Chef Casey’s Moqueca

Serves 1 as entree, 2 as appetizer

1 teaspoon dende oil

1/4 Spanish onion, sliced

1/2 shallot, sliced

1/4 pablano pepper, diced

1 garlic clove, sliced

1 teaspoon tomato paste

1/2 cup fish stock

1/4 cup tomatoes, diced

1/4 cup coconut milk

1 teaspoon lime juice

Salt and pepper to taste

Olive oil as needed

8–10 mussels

3 clams

5 shrimp

1/2 lobster, par-cooked

2 ounces crabmeat

First heat the dende oil over medium high heat. Add in the onion, shallot, and pablano pepper and sauté for 1–2 minutes. Add the garlic and tomato paste and sauté until caramelized (golden brown). Pour in the fish stock and be sure to incorporate the caramelized vegetables by stirring vigorously. Allow the pan to come to a boil and reduce until slightly thickened.

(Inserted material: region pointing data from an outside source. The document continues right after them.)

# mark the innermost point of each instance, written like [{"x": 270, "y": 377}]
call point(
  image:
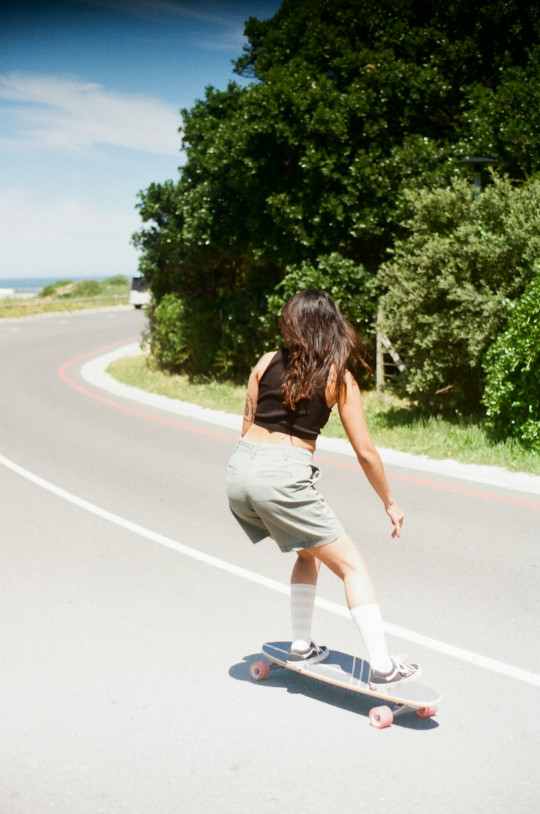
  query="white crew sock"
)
[
  {"x": 302, "y": 604},
  {"x": 367, "y": 619}
]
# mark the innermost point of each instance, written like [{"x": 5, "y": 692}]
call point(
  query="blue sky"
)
[{"x": 90, "y": 99}]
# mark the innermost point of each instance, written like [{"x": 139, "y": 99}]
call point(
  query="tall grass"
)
[{"x": 393, "y": 424}]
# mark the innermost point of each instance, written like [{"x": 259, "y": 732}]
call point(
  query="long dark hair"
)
[{"x": 322, "y": 344}]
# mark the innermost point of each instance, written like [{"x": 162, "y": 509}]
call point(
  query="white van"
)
[{"x": 139, "y": 294}]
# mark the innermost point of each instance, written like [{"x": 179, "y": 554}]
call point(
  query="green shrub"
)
[
  {"x": 512, "y": 368},
  {"x": 86, "y": 288},
  {"x": 449, "y": 282},
  {"x": 165, "y": 335},
  {"x": 347, "y": 282},
  {"x": 53, "y": 289}
]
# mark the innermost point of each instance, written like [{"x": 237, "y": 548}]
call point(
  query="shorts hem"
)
[{"x": 329, "y": 538}]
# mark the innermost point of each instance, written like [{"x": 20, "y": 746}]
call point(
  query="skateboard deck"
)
[{"x": 352, "y": 673}]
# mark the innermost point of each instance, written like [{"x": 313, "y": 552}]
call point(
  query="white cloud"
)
[
  {"x": 59, "y": 113},
  {"x": 224, "y": 23},
  {"x": 64, "y": 238}
]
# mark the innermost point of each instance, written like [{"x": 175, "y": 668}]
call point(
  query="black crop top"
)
[{"x": 305, "y": 422}]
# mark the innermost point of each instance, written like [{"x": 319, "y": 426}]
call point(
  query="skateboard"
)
[{"x": 352, "y": 673}]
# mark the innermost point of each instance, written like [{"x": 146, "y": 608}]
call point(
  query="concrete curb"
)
[{"x": 95, "y": 373}]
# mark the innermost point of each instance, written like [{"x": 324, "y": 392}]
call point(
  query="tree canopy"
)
[{"x": 350, "y": 105}]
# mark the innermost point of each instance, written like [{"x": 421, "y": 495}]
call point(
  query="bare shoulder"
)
[{"x": 263, "y": 363}]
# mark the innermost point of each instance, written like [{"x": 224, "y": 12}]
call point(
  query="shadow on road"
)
[{"x": 296, "y": 683}]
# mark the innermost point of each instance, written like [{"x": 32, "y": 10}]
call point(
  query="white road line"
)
[
  {"x": 507, "y": 670},
  {"x": 95, "y": 372}
]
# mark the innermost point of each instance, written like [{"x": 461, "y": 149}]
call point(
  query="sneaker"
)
[
  {"x": 313, "y": 654},
  {"x": 399, "y": 674}
]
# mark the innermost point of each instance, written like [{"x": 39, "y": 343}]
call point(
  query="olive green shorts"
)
[{"x": 271, "y": 491}]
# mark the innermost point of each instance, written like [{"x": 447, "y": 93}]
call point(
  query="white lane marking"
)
[{"x": 507, "y": 670}]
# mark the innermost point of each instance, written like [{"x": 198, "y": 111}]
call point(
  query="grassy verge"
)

Next stir in the diced tomatoes and coconut milk and return to a simmer. Add the mussels, clams, shrimp, lobster, and crabmeat. Once the shrimp are cooked and the mussels and clams have opened, season with the lime juice, salt, and pepper, and remove pan from the heat. Plate, by applying one large scoop of the cilantro parsley rice pilaf in the middle of the plate. Next, with a slotted spoon carefully arrange the seafood and sauce around the rice. Finish with cilantro parsley oil.

Rice Pilaf

1 tablespoon oil

1/4 Spanish onion, diced

1/4 cup rice

1/2 cup chicken stock

Pinch of salt

1 ounce cilantro parsley oil

In a small pot, sauté the onion in the oil over medium high heat until caramelized. Add rice, chicken stock and salt and bring to a boil, then reduce heat and simmer for 20 minutes. Once done, add cilantro parsley oil and mix to a uniform color.

Cilantro parsley oil: 1 bunch parsley, 1 bunch cilantro, 6 ounces olive oil. Blend all ingredients until smooth.